Todo lo anterior es reflejo del manoseado pasado. Busco el presente último del pintor, algún testimonio, y lo encuentro en la sensibilidad de la poeta guanajuatense Diana Espinoza: Vino Cuevas a inaugurar una retrospectiva de su obra al Museo Iconográfico. Hablaba lentamente y muy bajo, pero lo más claro es que le costaba seguir la idea de su discurso. Iba de un tema a otro, y olvidaba cuál era el punto de llegada y su mujer lo corregía a cada momento como a un niño mentiroso.

Al tiempo, José Luis Cuevas acumuló con su obra artística admiración y leyenda: ambas lo rebasaron, lo burlaron, danzaron con malicia alrededor de él. Millones de dólares deja en forcejeo para su familia, no pocos pendientes a resolver a ver quién y cómo: la memoria se le volvió hoja de un árbol de otoño: lenta, quebradiza, huidiza, displicente.

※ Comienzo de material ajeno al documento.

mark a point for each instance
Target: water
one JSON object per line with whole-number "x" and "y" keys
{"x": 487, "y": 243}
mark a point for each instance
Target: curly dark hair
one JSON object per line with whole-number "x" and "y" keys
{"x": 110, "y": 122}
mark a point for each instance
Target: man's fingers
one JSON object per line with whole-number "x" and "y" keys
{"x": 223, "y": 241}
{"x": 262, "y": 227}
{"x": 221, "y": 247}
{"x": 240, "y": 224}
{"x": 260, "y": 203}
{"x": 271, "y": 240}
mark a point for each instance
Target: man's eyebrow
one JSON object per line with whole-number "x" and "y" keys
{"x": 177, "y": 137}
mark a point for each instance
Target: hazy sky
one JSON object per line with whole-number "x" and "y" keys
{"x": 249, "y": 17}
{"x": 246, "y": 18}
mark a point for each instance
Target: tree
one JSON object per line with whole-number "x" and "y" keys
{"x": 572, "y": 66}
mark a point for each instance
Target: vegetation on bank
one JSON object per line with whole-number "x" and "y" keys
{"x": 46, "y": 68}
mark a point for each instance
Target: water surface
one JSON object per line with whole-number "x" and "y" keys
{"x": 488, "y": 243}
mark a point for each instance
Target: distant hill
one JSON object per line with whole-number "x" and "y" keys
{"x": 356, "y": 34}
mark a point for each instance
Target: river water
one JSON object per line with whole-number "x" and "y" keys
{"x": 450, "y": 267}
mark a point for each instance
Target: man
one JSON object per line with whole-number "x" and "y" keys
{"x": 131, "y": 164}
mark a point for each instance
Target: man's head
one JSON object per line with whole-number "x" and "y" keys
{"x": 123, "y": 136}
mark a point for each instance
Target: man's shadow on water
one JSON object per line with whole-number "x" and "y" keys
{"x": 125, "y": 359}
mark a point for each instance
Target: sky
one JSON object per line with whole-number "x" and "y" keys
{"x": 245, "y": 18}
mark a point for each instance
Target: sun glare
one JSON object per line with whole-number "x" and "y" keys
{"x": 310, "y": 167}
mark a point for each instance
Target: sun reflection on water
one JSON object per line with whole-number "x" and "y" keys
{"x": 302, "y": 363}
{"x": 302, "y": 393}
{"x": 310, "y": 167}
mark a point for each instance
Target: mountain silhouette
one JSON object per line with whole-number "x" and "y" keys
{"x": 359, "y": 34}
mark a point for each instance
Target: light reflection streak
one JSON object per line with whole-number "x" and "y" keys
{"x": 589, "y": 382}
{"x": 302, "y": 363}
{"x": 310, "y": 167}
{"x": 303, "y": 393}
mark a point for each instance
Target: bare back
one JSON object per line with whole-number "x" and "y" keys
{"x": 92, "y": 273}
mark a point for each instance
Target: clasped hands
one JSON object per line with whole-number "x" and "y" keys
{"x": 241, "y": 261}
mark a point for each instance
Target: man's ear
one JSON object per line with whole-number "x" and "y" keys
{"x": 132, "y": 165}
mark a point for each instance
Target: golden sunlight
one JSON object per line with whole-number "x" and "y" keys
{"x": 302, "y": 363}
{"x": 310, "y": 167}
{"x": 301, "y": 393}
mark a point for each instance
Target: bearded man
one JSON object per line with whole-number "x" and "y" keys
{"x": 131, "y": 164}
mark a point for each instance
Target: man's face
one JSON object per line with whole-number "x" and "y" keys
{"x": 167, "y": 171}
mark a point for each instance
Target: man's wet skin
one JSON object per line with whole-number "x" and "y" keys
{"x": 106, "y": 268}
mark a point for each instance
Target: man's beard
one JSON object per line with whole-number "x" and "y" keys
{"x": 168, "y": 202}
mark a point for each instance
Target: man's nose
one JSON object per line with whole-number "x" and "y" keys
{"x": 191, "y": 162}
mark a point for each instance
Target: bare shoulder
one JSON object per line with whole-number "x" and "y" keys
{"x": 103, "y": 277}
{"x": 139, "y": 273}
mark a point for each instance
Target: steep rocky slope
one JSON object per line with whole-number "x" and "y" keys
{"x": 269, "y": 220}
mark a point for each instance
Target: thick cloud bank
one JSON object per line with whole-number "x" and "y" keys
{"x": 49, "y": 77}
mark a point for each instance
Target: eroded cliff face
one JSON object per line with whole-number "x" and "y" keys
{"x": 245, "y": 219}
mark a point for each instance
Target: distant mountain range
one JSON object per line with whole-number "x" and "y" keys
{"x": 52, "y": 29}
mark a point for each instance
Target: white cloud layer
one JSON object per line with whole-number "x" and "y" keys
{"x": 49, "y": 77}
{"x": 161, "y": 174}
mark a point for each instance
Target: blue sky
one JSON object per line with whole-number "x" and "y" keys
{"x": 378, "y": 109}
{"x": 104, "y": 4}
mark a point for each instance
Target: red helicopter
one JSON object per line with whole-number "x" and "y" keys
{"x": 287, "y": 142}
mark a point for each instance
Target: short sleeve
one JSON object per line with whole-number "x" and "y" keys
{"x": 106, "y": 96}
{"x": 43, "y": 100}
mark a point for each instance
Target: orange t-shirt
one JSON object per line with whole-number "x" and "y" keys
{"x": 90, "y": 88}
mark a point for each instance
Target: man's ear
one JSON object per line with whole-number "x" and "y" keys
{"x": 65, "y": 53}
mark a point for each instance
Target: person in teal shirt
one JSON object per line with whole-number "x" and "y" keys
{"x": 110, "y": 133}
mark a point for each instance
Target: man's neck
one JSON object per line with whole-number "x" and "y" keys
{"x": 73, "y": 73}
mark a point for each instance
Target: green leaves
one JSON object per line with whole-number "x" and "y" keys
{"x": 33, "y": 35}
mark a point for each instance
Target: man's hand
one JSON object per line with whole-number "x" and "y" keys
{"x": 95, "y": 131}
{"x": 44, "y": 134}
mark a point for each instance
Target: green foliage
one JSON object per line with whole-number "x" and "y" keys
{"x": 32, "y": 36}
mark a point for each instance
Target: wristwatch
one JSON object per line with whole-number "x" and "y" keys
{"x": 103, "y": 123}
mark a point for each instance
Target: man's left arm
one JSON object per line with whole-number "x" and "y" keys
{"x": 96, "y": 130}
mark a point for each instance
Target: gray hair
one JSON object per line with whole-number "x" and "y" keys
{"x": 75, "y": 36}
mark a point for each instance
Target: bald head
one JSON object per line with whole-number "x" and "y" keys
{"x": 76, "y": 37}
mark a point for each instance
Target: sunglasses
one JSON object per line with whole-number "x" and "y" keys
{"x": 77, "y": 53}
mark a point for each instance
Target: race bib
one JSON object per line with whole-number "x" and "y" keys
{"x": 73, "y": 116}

La Muerte, gran recogedora de egos, se llevó a José Luis Cuevas y con él cientos de anécdotas que no recreará jamás, sólo queda el eco de quienes lo siguen viendo vivo vivo en el recuerdo. Para el ensayista Willebaldo Herrera, no muere un pintor sino un hermano de los más dichosos que haya tratado: feliz, alegre, noble, limpio, confirmación de que la vida es hermosa reiteradas veces.

En Tlaxcala existe una sala de cine con el nombre José Luis Cuevas, inaugurada por él mismo. Asistió sonriente, barbado, un poco ajeno en su forma de vestir, con su brazalete de piel en la muñeca derecha, pelo cano, voz de niña afónica, entrecortada, mirada evasiva por adelantada a los disparos de la cámara temprana de un Jorge Lezama vivaz. Su lente se lo comía de frente.

Recuerdo múltiples ilustraciones que Cuevas hizo para libros. Las vocales malditas, es un ejemplo. Guardo en mi librero la portada de un libro de texto gratuito con el rostro de José María Morelos, un dibujo fascinante de Cuevas.

Hay testimonios, acaso húmedos por la lubricación de los recuerdos, de mujeres que probaron el pincel viril del pintor cuando los años buenos. Creó fama, es cierto, y dicen que a veces también se echaba sólo adormir.